Kenneth Bae, the US citizen detained by North Korea for two years, says he believes it is possible the late Otto Warmbier could have been tortured during his captivity in the communist country.
In an interview Wednesday with CNN in Seoul, Bae said he was threatened a few times during his 735 days in a North Korean prison but never tortured.
Warmbier’s parents said they believe their son was subjected to “awful, torturous mistreatment” by the North Korean regime.
Warmbier, 22, a University of Virginia student, died Monday in Cincinnati, less than a week after his release from North Korea. He could not speak or move voluntarily when he returned, and his doctors said he suffered extensive brain damage.
Asked whether Bae thinks Warmbier was physically mistreated given the threats he received in captivity, Bae said it is possible the college student was “threatened” or that he was “physically tortured or attacked.”
“It didn’t happen to me,” Bae said. “There’s no way for me to know that for sure.”
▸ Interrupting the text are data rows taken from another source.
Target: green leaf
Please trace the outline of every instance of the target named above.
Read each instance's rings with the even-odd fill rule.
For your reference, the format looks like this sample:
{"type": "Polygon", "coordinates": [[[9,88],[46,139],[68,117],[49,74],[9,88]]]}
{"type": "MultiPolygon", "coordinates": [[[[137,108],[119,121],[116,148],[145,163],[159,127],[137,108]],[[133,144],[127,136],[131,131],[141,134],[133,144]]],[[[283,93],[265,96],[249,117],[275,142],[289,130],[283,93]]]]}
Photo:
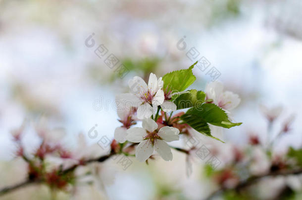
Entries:
{"type": "Polygon", "coordinates": [[[211,135],[210,127],[208,124],[204,120],[199,118],[198,116],[187,114],[183,115],[180,117],[180,119],[200,133],[224,143],[224,142],[220,140],[219,138],[211,135]]]}
{"type": "Polygon", "coordinates": [[[204,102],[205,93],[202,91],[191,89],[188,93],[179,95],[174,103],[176,105],[177,110],[193,107],[199,107],[204,102]]]}
{"type": "Polygon", "coordinates": [[[291,147],[287,155],[289,157],[294,158],[299,165],[302,165],[302,149],[296,150],[291,147]]]}
{"type": "Polygon", "coordinates": [[[206,103],[191,108],[181,119],[197,131],[222,142],[224,142],[211,134],[208,123],[227,128],[242,123],[230,121],[226,113],[213,104],[206,103]]]}
{"type": "Polygon", "coordinates": [[[231,122],[224,111],[214,104],[203,104],[198,107],[192,108],[186,114],[202,118],[211,124],[226,128],[239,126],[242,123],[231,122]]]}
{"type": "Polygon", "coordinates": [[[177,92],[187,89],[196,80],[192,69],[197,63],[197,61],[186,70],[174,71],[164,76],[162,78],[163,90],[177,92]]]}

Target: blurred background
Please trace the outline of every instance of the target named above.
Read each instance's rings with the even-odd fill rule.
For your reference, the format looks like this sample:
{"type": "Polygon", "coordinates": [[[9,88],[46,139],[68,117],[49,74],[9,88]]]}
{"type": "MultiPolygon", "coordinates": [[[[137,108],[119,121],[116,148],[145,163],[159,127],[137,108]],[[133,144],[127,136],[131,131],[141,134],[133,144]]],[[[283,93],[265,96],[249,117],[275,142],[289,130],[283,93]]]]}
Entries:
{"type": "MultiPolygon", "coordinates": [[[[0,186],[26,175],[22,161],[14,159],[10,133],[25,119],[34,123],[47,116],[51,127],[64,128],[62,140],[71,147],[80,133],[90,144],[102,135],[112,139],[120,125],[115,96],[128,91],[130,79],[148,79],[151,72],[161,77],[201,57],[210,64],[208,70],[219,72],[225,89],[241,98],[232,116],[243,124],[224,130],[224,141],[244,147],[252,134],[264,142],[268,120],[261,105],[279,106],[272,134],[295,118],[274,152],[301,148],[301,10],[299,0],[0,0],[0,186]],[[100,45],[99,51],[107,52],[103,56],[96,52],[100,45]],[[198,51],[193,59],[188,53],[192,48],[198,51]],[[111,54],[118,63],[108,67],[105,60],[111,54]],[[120,76],[122,63],[127,73],[120,76]],[[98,137],[92,139],[87,133],[96,124],[98,137]]],[[[212,80],[207,71],[195,67],[197,79],[190,87],[204,90],[212,80]]],[[[29,152],[39,142],[31,122],[23,141],[29,152]]],[[[126,170],[113,163],[113,184],[102,191],[83,186],[77,198],[199,200],[209,195],[212,186],[201,175],[203,168],[194,165],[187,177],[185,157],[173,153],[173,161],[158,159],[149,165],[131,158],[133,164],[126,170]]],[[[217,156],[223,161],[228,156],[217,156]]],[[[0,199],[50,199],[43,188],[0,199]]],[[[58,199],[74,199],[62,194],[58,199]]]]}

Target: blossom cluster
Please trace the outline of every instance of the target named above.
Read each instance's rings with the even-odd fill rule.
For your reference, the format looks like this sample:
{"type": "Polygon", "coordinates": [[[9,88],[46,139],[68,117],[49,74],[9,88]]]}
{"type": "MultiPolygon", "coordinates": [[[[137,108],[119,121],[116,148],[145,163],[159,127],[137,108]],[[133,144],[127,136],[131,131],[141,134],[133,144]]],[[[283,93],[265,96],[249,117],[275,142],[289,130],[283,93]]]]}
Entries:
{"type": "Polygon", "coordinates": [[[171,160],[167,142],[179,140],[179,134],[188,134],[189,129],[219,139],[211,134],[208,124],[228,128],[240,125],[231,122],[227,114],[240,99],[231,91],[224,91],[220,82],[208,84],[205,92],[185,90],[196,79],[192,71],[196,64],[158,79],[151,73],[148,84],[136,76],[129,81],[130,92],[117,95],[122,125],[116,128],[114,139],[120,143],[139,143],[135,151],[139,160],[147,160],[154,150],[164,160],[171,160]],[[172,115],[182,109],[189,110],[172,115]],[[142,127],[133,127],[138,121],[142,121],[142,127]]]}

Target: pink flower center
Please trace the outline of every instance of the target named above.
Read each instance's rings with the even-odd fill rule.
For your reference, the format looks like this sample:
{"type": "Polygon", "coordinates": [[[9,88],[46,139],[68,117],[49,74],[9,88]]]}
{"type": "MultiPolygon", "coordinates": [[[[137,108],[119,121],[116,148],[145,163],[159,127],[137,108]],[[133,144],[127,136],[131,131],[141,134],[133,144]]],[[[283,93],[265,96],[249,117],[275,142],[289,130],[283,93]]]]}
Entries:
{"type": "Polygon", "coordinates": [[[144,140],[149,140],[153,146],[154,143],[156,140],[162,140],[162,139],[161,139],[161,138],[157,134],[157,131],[156,130],[152,132],[149,132],[147,130],[147,135],[144,137],[144,140]]]}
{"type": "Polygon", "coordinates": [[[147,92],[145,92],[141,95],[141,98],[145,102],[149,104],[152,104],[152,99],[154,97],[154,95],[151,94],[150,91],[148,90],[147,92]]]}

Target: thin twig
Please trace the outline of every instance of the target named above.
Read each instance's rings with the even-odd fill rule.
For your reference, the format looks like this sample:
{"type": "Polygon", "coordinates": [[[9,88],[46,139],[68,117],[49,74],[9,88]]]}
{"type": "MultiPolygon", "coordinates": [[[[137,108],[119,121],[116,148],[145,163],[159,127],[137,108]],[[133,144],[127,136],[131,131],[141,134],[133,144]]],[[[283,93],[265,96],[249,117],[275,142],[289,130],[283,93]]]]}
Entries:
{"type": "MultiPolygon", "coordinates": [[[[101,156],[101,157],[99,157],[99,158],[98,158],[96,159],[90,159],[90,160],[87,160],[85,161],[84,161],[84,163],[82,162],[81,163],[81,164],[75,164],[70,167],[67,168],[67,169],[65,169],[62,170],[61,172],[60,172],[60,174],[66,174],[68,172],[73,171],[75,169],[76,169],[77,167],[78,167],[79,166],[87,164],[89,164],[89,163],[90,163],[92,162],[103,162],[103,161],[106,160],[107,160],[108,159],[109,159],[110,157],[111,157],[112,156],[113,156],[114,154],[115,154],[115,153],[111,152],[111,153],[110,153],[110,154],[109,154],[108,155],[103,156],[101,156]]],[[[40,183],[43,182],[43,180],[41,180],[41,179],[38,179],[38,180],[35,180],[27,179],[27,180],[23,181],[23,182],[18,183],[16,185],[6,187],[5,188],[3,188],[0,189],[0,196],[3,195],[5,194],[7,194],[8,193],[15,191],[15,190],[18,189],[20,188],[22,188],[23,187],[28,186],[29,185],[30,185],[33,184],[40,183]]]]}

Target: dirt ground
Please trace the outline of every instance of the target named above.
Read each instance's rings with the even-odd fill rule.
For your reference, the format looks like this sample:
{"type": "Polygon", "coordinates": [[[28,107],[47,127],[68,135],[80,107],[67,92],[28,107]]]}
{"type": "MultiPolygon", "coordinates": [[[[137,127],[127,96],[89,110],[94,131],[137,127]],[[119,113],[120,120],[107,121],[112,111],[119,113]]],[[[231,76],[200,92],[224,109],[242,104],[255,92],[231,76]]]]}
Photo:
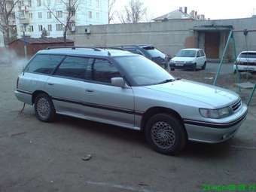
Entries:
{"type": "MultiPolygon", "coordinates": [[[[186,192],[203,191],[203,184],[256,184],[255,98],[233,139],[188,143],[179,156],[170,157],[152,151],[136,131],[66,117],[45,123],[32,106],[19,114],[23,105],[14,91],[21,69],[0,64],[1,192],[186,192]],[[88,154],[92,158],[83,160],[88,154]]],[[[203,71],[172,74],[213,81],[203,71]]],[[[218,84],[235,90],[233,79],[221,75],[218,84]]]]}

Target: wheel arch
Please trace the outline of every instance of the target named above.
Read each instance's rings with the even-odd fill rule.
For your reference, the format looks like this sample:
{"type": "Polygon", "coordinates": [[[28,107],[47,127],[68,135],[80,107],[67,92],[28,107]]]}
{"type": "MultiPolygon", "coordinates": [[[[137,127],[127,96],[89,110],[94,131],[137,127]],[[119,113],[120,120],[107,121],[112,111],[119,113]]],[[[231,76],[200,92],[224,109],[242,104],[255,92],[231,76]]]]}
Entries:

Authorities used a particularly ominous threat with prisoners, Bae said: “If you don’t follow there will be something worse that will happen to you.”
“So I do believe that something like that could have happened to other detainees at this point because of what has happened to Otto. I am worried about other detainees, what they go through,” he said.
Warmbier visited North Korea in January 2016 on a sightseeing tour. He was arrested for allegedly stealing a political sign from a restricted area and sentenced to 15 years of hard labor.
The cause of Warmbier’s death is not known, and his family objected to an autopsy, a request the Hamilton County Coroner’s Office in Ohio honored.
Last week, his treating physicians in Cincinnati said he suffered from unresponsive wakefulness, a condition also known as persistent vegetative state.
In a news conference before Warmbier’s death, they said they could not speculate on the cause of his condition.
But they cast doubt on North Korea’s assertion he fell into a coma after contracting botulism and taking a sleeping pill.
Bae was the longest-held U.S. citizen in North Korea since the Korean War — first detained in 2012 and released two years later. In 2013, he was sentenced to 15 years of hard labor for committing unspecified “hostile acts” in the country.
Warmbier was “probably terrified” during his ordeal, Bae said.
The Trump administration worked to secure Warmbier’s return to the United States. Three Americans remain detained in North Korea.
Bae said he hopes President Donald Trump will “take a stand with the North Korean government,” demand the release of all detainees and deal with “human rights violations.”
“Every life is very important, Otto Warmbier’s life is very important, (so are) all the detainees and 24 million people living under such a terrible state right now,” he said.